Page last updated: March 20, 2017

Parental supply of alcohol and alcohol consumption in adolescence

Children and teens who are given alcohol by their parents are much more likely to be drinking full serves of alcohol by age 15 or 16, but less likely to binge drink, according to a UNSW study which followed nearly 2,000 children and their parents over four years from Year 7 onwards. Lead author of the study published in the British Journal Psychological Medicine, UNSW Professor Richard Mattick, a Principal NHMRC Research Fellow at the National Drug and Alcohol Research Centre, said the study was prompted by widespread interest in the ‘European model’ of introducing children to alcohol, whereby children are offered sips of alcohol by their parents from a young age, a practise some people believe to be protective of later harmful drinking.

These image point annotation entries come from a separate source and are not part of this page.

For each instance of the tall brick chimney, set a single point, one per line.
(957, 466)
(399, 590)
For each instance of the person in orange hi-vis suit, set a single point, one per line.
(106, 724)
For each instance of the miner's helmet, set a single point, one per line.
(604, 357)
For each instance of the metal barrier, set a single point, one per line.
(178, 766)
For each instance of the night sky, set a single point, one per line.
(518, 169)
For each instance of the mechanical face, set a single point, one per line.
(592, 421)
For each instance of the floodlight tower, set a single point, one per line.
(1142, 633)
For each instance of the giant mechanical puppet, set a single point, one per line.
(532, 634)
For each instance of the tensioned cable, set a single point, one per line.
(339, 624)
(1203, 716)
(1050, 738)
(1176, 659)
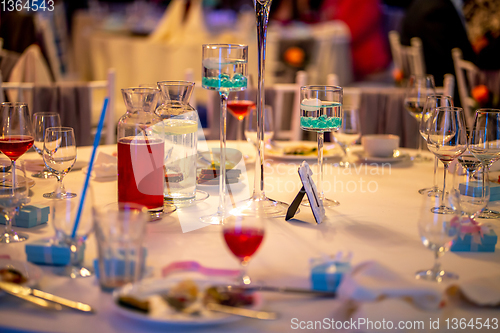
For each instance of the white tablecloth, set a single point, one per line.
(376, 220)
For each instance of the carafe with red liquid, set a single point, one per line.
(141, 151)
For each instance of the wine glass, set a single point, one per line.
(484, 144)
(419, 87)
(59, 155)
(433, 101)
(251, 125)
(471, 190)
(42, 121)
(64, 212)
(437, 232)
(321, 111)
(243, 236)
(447, 139)
(239, 107)
(12, 198)
(224, 70)
(348, 133)
(16, 132)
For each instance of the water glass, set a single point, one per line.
(120, 230)
(42, 121)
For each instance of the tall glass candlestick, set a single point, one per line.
(259, 204)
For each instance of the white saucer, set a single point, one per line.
(396, 158)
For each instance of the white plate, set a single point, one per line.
(147, 288)
(278, 154)
(391, 159)
(31, 272)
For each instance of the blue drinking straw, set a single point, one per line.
(91, 163)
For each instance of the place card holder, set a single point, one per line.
(309, 188)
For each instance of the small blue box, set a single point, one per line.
(30, 216)
(467, 244)
(328, 275)
(48, 252)
(118, 265)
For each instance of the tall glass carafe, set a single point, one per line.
(141, 151)
(180, 125)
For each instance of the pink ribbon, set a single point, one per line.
(194, 266)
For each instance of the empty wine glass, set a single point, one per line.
(433, 101)
(348, 133)
(437, 232)
(64, 212)
(484, 144)
(42, 121)
(251, 125)
(419, 87)
(59, 155)
(243, 236)
(447, 139)
(12, 198)
(471, 191)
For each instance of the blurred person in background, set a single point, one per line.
(482, 19)
(369, 41)
(440, 25)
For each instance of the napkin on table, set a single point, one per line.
(105, 166)
(371, 281)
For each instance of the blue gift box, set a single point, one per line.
(328, 275)
(467, 243)
(30, 216)
(48, 252)
(118, 265)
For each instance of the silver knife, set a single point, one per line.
(18, 290)
(249, 313)
(251, 288)
(35, 300)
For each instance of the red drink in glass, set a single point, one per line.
(243, 242)
(140, 171)
(239, 108)
(15, 145)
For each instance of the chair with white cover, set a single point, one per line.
(467, 74)
(408, 59)
(33, 93)
(280, 91)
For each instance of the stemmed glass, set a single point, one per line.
(42, 121)
(64, 211)
(348, 133)
(437, 232)
(224, 70)
(240, 107)
(321, 111)
(12, 198)
(433, 101)
(59, 155)
(447, 139)
(243, 236)
(251, 124)
(16, 132)
(258, 200)
(485, 143)
(471, 190)
(419, 87)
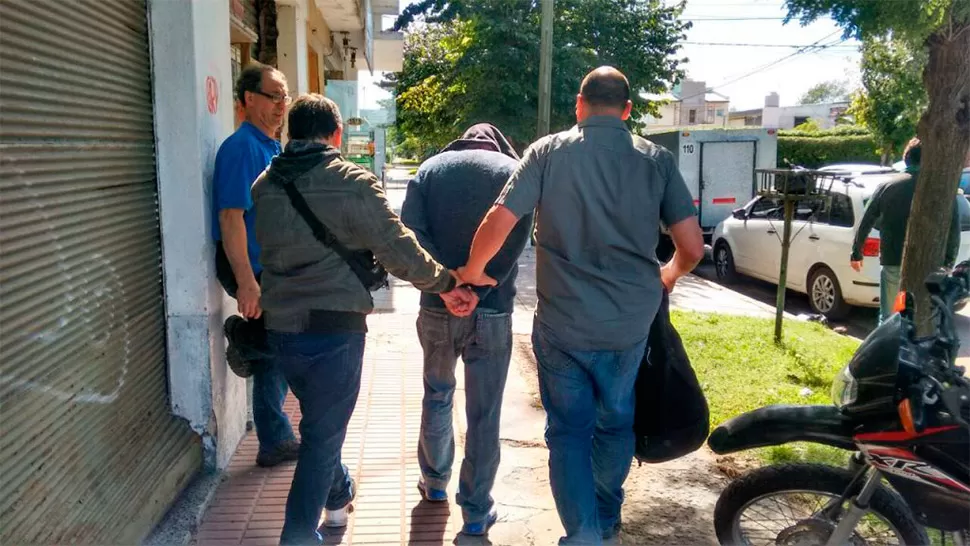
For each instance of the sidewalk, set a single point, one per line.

A cohort of 1927 adolescents was surveyed annually from 2010 to 2014. Measures included consumption of whole drinks; binge drinking (>4 standard drinks on any occasion); parental supply of alcohol; supply from other sources; child, parent, family and peer covariates. A number of other factors that earlier studies have found are associated with adolescent drinking (e.g. family alcohol use, family structure, family conflict, and individual personality traits, such as anxiety, negative thinking and aggressive behaviours) were taken into account in the results analysis.

After adjustment, adolescents supplied alcohol by parents had higher odds of drinking whole beverages [odds ratio (OR) 1.80, 95% confidence interval (CI) 1.33–2.45] than those not supplied by parents. However, parental supply was not associated with bingeing, and those supplied alcohol by parents typically consumed fewer drinks per occasion (incidence rate ratio 0.86, 95% CI 0.77–0.96) than adolescents supplied only from other sources. Adolescents obtaining alcohol from non-parental sources had increased odds of drinking whole beverages (OR 2.53, 95% CI 1.86–3.45) and bingeing (OR 3.51, 95% CI 2.53–4.87). Those children who got alcohol from sources other than their parents were three times more likely to binge drink. As well as being less likely to binge, the adolescents given alcohol by their parents also typically drank less on any drinking occasion than those supplied by their peers or others.

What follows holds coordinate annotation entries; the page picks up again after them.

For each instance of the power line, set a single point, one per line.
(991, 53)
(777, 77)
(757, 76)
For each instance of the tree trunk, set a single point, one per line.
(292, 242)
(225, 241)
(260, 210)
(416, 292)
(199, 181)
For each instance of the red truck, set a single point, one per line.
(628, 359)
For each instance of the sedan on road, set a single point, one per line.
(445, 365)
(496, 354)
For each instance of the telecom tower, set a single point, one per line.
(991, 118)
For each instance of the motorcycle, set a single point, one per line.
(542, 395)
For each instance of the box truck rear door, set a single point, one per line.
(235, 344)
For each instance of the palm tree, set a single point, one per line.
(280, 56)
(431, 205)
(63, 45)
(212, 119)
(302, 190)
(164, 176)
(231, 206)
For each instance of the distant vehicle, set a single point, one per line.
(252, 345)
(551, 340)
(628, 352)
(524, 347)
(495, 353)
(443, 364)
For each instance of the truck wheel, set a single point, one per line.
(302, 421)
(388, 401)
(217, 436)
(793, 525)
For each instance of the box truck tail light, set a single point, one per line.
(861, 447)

The personality traits of the child also impacted on how influential parental supply was to future drinking patterns. Those children who show personality traits such as aggression and truanting were likely to obtain alcohol whether their parents supplied it or not. As well and independent of parental supply, the study found that certain family and peer factors reduced the odds of drinking, such as parental monitoring, consistent parenting, being religious and peer disapproval of drinking and smoking. Children were more likely to drink and to binge drink when their peers drank and when they displayed behaviours such as aggression.

Source: Parental supply of alcohol and alcohol consumption in adolescence: prospective cohort study. RP Mattick, M Wadolowski, A Aiken, PJ Clare, D Hutchinson, J Najman, T Slade, R Bruno, N McBride, L Degenhardt, & K Kypri. (2016). Psychological Medicine, January 2017.